I had ears, eyes, thoughts but for one thing, and that was Mrs. Burke’s coming after me. Knowing the sort of woman she was, I was the more apprehensive. Though she had been sure of me by running me down fairly and openly, I knew that she would very much prefer lying in wait for me in the rear and suddenly pouncing out on me. It was to guard against so terrible a calamity that I had to keep a sharp look-out It was not until the church clocks chimed four that I began seriously to reflect on what I should do.

Should I go home? How dare I? She would kill me; she would wring my head about again, and punch me with her bony knuckles. More than once she had threatened to cut my liver out No doubt she was cruel enough, and, worse than all, now she had excuse enough; for, however she might treat me, it would be enough for her to hold up her thumb to compel my father to acknowledge that it served me right What could I say to my father in justification of my savage act? (for I had come to the conclusion that it was a savage act.) I had dropped the baby! With nothing else expected of me than to sit still and hold her tight, I had let her go and hurt her, I didn’t know how much. This was a feature of the business which hitherto had altogether escaped me—how much was Polly hurt? She went down a tremendous bump, and she screamed in a very frightful manner. Perhaps some of her bones were broken! Perhaps that was the solution to the otherwise unaccountable circumstance of my mother-in-law not following me. Clearly it was no use to think of going home.

Where, then, should I go?
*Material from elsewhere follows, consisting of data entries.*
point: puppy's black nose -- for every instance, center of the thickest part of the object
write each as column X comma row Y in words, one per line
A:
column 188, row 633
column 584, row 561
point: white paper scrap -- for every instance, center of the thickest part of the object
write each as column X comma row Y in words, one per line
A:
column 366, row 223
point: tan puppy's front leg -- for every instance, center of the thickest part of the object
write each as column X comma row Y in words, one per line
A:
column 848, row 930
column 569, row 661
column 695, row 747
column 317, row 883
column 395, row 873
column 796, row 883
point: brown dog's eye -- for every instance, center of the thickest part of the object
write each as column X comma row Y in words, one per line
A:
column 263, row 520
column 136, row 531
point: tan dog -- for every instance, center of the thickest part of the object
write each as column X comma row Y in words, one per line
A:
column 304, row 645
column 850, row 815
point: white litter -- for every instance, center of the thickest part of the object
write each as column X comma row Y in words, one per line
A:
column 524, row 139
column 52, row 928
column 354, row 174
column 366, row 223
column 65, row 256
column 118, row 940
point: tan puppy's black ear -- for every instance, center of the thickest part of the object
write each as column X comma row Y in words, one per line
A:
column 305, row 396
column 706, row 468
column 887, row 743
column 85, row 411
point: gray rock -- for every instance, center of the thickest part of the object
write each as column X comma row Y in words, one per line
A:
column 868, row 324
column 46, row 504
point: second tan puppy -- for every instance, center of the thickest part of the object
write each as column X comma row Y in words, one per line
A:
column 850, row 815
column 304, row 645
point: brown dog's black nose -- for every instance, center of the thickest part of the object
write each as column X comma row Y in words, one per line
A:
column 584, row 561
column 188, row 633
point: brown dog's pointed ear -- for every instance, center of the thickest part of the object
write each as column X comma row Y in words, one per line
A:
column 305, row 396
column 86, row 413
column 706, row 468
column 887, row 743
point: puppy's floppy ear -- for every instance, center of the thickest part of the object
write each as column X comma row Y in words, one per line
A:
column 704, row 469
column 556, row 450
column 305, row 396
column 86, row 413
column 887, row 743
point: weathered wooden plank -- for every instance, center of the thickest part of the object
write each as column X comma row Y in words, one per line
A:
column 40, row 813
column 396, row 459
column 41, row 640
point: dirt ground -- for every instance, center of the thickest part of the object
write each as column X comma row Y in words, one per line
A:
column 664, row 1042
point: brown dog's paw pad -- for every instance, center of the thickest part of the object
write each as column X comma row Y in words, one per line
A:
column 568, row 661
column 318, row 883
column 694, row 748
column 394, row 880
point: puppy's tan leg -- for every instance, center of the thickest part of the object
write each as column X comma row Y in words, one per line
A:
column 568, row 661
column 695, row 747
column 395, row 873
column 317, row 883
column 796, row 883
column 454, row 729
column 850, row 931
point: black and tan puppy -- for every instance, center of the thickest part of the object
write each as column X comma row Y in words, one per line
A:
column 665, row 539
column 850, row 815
By this time it was dusk and the lamplighter was about, and the pig-market became a very dismal place to stay in. I wound my way through the pens till I got to the front row, which is in a line with the thoroughfare called Long Lane, and there I once more sat for further reflection.

I daresay I sat there—on the second bar, with my legs dangling towards the path, my body within the pen, and my arms resting on the top bar—for half-an-hour or more, trying hard to think of my affairs, leaving the “home” aspect quite out of the question; but it was of no use: the darker it got the hungrier I grew. I found myself thinking more and more on What Would be my probable fate if I did go home. I called to my mind the most severe whacking I had ever received, with how much it hurt, and whether, supposing on this occasion I got double, ( that was the least I could expect,) I could possibly stand it. I really believe that I had almost convinced myself that I could, when suddenly I felt something touch my hand, and looking up, saw a gentleman holding two penny-pieces between his finger and thumb.